Angan Adi melayang ke masa lalu. Hari ini genap tiga tahun semenjak peristiwa itu terjadi. Saat itu ia baru saja turun dari kapal pesiar Robinson Cruise yang berlabuh di Los Angeles Cruise Port, ketika ia menerima kabar di telepon genggamnya dari kepolisian setempat.
“Hello, apakah ini Adi Robinson? Kami dari Los Angeles Police Department.” Suara seorang lelaki di ujung telepon mencari keberadaan dirinya.
“Ya, betul ini dengan Adi. Ada apa ya?” Adi mencoba mencari tahu.
“Kami hendak memberikan info bahwa kedua orangtua Anda, Mr. Bill Robinson dan Mrs. Emma Robinson mengalami kecelakaan helikopter. Sekarang mereka sedang dibawa oleh ambulans ke Cedars-Sinai Medical Center untuk mendapatkan pertolongan.” Lelaki itu membawa kabar buruk untuk Adi.
“Apa? Baik, saya akan segera ke sana.” Adi tercekat dan suaranya terdengar amat panik. Ia kemudian menutup teleponnya dan dengan tergesa-gesa berjalan menuju ke tempat biasa mobilnya diparkir.

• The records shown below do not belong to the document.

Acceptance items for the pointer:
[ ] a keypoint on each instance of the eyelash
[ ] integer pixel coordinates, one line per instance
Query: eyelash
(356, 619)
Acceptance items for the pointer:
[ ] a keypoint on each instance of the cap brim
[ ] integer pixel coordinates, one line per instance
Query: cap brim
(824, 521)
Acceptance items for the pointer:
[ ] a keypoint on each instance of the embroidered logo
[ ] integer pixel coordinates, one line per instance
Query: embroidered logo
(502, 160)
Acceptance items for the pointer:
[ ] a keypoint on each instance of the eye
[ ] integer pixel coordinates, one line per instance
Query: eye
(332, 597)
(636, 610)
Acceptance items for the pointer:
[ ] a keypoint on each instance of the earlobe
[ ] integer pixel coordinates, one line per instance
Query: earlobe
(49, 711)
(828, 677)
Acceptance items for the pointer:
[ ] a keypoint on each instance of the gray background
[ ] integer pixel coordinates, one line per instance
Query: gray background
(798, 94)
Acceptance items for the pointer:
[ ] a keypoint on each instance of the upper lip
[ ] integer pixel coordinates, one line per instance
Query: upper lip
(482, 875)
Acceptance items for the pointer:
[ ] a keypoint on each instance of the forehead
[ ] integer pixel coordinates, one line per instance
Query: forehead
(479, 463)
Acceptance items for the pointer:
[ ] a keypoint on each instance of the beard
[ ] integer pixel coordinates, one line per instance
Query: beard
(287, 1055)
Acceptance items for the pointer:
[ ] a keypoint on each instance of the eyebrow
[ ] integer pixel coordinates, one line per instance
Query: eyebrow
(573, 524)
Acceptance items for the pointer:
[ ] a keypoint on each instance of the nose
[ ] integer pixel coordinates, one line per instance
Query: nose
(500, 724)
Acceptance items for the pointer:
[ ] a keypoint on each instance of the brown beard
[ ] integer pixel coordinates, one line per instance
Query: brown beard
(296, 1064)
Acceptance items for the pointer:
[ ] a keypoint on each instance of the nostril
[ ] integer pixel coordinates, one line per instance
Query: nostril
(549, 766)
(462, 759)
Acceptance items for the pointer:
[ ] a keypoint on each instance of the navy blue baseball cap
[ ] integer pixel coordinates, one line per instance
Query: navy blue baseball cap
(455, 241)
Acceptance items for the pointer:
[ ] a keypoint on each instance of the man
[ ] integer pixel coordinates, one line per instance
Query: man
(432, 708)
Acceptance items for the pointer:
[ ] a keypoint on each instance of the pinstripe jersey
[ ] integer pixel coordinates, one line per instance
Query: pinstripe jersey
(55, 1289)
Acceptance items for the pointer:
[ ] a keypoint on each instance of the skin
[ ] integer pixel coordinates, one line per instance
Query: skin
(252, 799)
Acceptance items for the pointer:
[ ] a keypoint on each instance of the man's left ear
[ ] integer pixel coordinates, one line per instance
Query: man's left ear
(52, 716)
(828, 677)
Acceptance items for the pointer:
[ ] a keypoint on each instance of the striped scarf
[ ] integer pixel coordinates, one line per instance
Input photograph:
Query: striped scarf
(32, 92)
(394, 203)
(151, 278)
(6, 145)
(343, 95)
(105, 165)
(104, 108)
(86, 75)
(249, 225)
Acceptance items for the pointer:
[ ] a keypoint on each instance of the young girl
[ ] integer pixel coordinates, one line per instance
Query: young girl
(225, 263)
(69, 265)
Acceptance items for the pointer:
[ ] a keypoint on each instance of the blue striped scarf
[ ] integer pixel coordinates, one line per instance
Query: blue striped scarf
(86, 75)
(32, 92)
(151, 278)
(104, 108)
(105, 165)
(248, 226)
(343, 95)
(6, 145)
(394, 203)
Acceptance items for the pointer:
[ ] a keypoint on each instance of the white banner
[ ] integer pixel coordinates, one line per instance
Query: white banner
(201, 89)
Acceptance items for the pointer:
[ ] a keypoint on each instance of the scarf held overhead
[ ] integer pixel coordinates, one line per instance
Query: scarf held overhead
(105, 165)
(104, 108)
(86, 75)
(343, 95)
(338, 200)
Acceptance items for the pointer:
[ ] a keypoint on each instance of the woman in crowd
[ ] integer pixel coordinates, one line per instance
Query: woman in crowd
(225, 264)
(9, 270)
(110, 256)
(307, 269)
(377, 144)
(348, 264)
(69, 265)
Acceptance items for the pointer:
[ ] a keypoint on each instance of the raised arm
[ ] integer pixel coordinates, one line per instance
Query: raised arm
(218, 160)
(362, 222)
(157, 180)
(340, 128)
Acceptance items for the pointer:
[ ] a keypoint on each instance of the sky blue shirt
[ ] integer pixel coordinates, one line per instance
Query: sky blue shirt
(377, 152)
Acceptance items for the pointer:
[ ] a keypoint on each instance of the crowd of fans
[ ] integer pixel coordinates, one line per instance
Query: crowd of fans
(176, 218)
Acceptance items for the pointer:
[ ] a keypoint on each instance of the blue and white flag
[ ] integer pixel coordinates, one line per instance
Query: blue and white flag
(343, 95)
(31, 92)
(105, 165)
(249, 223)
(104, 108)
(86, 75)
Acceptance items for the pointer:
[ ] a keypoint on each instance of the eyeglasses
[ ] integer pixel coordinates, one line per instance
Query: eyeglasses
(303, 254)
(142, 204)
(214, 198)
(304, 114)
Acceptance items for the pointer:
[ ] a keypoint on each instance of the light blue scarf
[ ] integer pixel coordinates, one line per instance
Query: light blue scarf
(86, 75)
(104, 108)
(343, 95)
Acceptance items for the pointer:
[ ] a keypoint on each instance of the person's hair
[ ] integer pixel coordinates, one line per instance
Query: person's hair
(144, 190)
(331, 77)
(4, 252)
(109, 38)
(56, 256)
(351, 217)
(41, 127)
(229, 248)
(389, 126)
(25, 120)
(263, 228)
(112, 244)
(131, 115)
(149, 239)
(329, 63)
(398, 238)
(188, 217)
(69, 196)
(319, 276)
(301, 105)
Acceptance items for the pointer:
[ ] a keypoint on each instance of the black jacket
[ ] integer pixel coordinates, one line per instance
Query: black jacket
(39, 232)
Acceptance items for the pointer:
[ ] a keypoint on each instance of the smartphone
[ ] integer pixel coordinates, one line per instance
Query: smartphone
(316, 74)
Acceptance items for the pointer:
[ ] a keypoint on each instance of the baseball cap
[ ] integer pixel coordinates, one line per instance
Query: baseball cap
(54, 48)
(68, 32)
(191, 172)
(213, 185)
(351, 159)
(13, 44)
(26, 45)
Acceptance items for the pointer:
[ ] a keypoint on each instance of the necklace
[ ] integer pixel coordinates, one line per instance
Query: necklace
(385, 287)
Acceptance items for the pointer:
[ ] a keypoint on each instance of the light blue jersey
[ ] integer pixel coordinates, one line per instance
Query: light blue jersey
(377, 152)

Adi lalu memacu mobil sport Mercedes AMG GT berwarna merah miliknya dengan kecepatan tinggi menuju rumah sakit tempat Mr. dan Mrs. Robinson dirawat. Sesampainya di rumah sakit, Adi langsung ke bagian Unit Gawat Darurat dengan setengah berlari. Ia disambut oleh perawat wanita yang mengenakan pakaian serba putih-putih.

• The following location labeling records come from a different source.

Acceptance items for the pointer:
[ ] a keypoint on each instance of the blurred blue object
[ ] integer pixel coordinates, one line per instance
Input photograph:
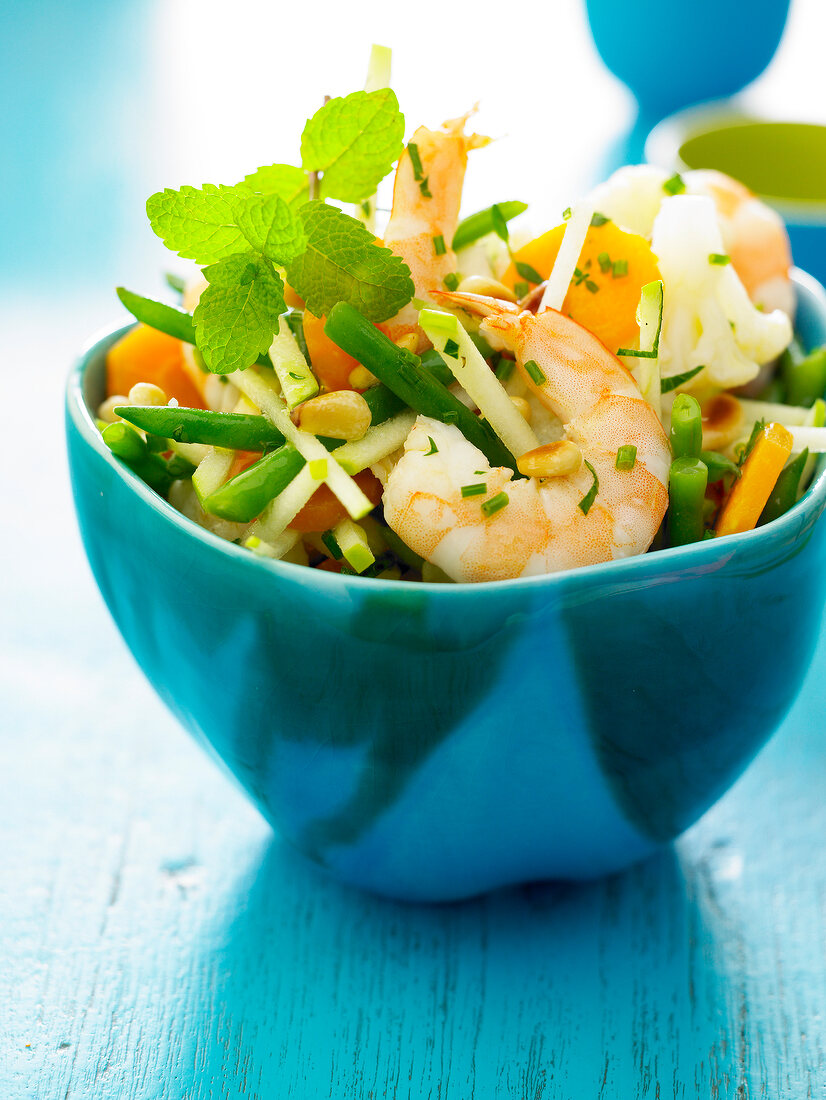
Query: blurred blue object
(674, 54)
(434, 741)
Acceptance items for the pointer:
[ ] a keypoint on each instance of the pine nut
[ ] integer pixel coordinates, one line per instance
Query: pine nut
(522, 407)
(362, 378)
(339, 415)
(146, 393)
(553, 460)
(409, 341)
(491, 287)
(106, 410)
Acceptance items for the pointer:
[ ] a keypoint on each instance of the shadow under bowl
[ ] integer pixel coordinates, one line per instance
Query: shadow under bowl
(436, 741)
(784, 164)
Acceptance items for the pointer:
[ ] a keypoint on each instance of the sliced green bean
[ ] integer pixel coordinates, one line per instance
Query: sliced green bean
(686, 427)
(687, 481)
(785, 490)
(245, 495)
(805, 380)
(480, 224)
(402, 372)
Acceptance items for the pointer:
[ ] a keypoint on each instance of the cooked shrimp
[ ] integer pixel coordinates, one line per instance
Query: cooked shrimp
(420, 228)
(753, 237)
(542, 528)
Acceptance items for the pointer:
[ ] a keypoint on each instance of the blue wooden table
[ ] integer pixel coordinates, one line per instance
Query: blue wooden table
(157, 941)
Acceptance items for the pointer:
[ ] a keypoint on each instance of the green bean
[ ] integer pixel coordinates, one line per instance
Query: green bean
(402, 372)
(784, 493)
(687, 481)
(686, 427)
(124, 442)
(238, 431)
(718, 465)
(805, 381)
(245, 495)
(482, 223)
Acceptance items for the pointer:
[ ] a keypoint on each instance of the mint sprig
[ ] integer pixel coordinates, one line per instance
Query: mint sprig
(353, 141)
(344, 263)
(238, 312)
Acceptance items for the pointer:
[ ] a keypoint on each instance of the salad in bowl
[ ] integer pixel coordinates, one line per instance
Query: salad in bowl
(477, 554)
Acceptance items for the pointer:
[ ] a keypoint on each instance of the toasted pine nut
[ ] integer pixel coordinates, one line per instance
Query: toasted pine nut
(106, 409)
(362, 378)
(522, 407)
(723, 421)
(341, 414)
(491, 287)
(146, 393)
(409, 341)
(553, 460)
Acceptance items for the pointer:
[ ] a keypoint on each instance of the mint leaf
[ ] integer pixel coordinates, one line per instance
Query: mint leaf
(282, 179)
(198, 223)
(238, 314)
(271, 227)
(343, 263)
(353, 141)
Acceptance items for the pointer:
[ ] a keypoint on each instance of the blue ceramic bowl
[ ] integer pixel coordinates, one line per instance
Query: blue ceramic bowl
(674, 144)
(436, 741)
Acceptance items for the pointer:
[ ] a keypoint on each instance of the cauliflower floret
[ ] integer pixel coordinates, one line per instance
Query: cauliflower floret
(631, 197)
(707, 315)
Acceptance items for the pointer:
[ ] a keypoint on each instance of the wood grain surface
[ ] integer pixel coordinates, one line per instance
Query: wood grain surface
(156, 941)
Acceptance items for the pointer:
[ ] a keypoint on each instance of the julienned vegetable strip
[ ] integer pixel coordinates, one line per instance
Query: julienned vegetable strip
(478, 381)
(687, 480)
(262, 393)
(245, 495)
(482, 223)
(760, 472)
(402, 372)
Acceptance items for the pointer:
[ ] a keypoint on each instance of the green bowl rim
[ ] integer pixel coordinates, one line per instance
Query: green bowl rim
(616, 571)
(665, 140)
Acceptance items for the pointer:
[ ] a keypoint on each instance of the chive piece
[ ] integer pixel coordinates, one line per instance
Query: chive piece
(494, 505)
(413, 151)
(674, 185)
(535, 372)
(678, 380)
(478, 488)
(527, 272)
(500, 227)
(626, 457)
(505, 369)
(584, 505)
(329, 539)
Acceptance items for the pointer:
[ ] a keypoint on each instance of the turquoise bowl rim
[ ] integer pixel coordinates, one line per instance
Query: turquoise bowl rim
(665, 140)
(636, 569)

“Ruangan tempat Mr. Bill Robinson dan Mrs. Emma Robinson dirawat di mana, Ma’am?” Adi bertanya dengan napas terengah-engah.

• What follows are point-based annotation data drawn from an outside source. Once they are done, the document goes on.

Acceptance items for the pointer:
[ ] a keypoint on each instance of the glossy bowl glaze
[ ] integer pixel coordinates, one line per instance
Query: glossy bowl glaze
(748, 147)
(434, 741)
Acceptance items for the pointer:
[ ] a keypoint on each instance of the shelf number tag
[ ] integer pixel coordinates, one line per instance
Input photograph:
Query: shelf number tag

“Anda siapanya ya?” Perawat wanita ini malah balik bertanya.
“Saya anaknya.” Andi menjawab dengan tidak sabar.
“Silakan menunggu di ruang tunggu dulu ya. Kedua orangtua Anda sedang ditangani oleh dokter sekarang.” Perawat yang berperawakan setengah tua itu mempersilakan Adi untuk duduk di dalam ruangan yang cukup lebar namun lengang di dekat UGD.
Lima belas menit telah berlalu. Adi masih menunggu dengan cemas. Tiba-tiba seorang dokter keluar dari ruangan tindakan dan menghampiri Adi.
“Apakah Anda keluarga dari Mr. Bill Robinson dan Mrs. Emma Robinson?” Raut wajah dokter itu terlihat datar.
“Ya betul, saya anaknya.” Adi mulai merasakan firasat yang tidak baik.
“Kami sudah berusaha sebaik mungkin, namun dengan sangat menyesal kami beritahukan bahwa kedua orangtua Anda tidak dapat tertolong lagi. Mereka akhirnya menghembuskan napas terakhir karena mengalami luka berat di bagian kepala dan bagian tubuh yang lainnya.” Dokter tersebut menepuk bahu Adi secara perlahan untuk memberikan kekuatan saat menerima berita duka itu.
Seketika Adi merasakan lututnya lemas lunglai. Ia hampir jatuh ke lantai jika tubuhnya tidak ditopang dengan sigap oleh dokter yang berada di sebelahnya.
Mendadak seperti ada mata pisau yang mengiris-iris dadanya. Perih, namun tak berdarah. Lalu semuanya gelap. Adi tak ingat apa-apa lagi.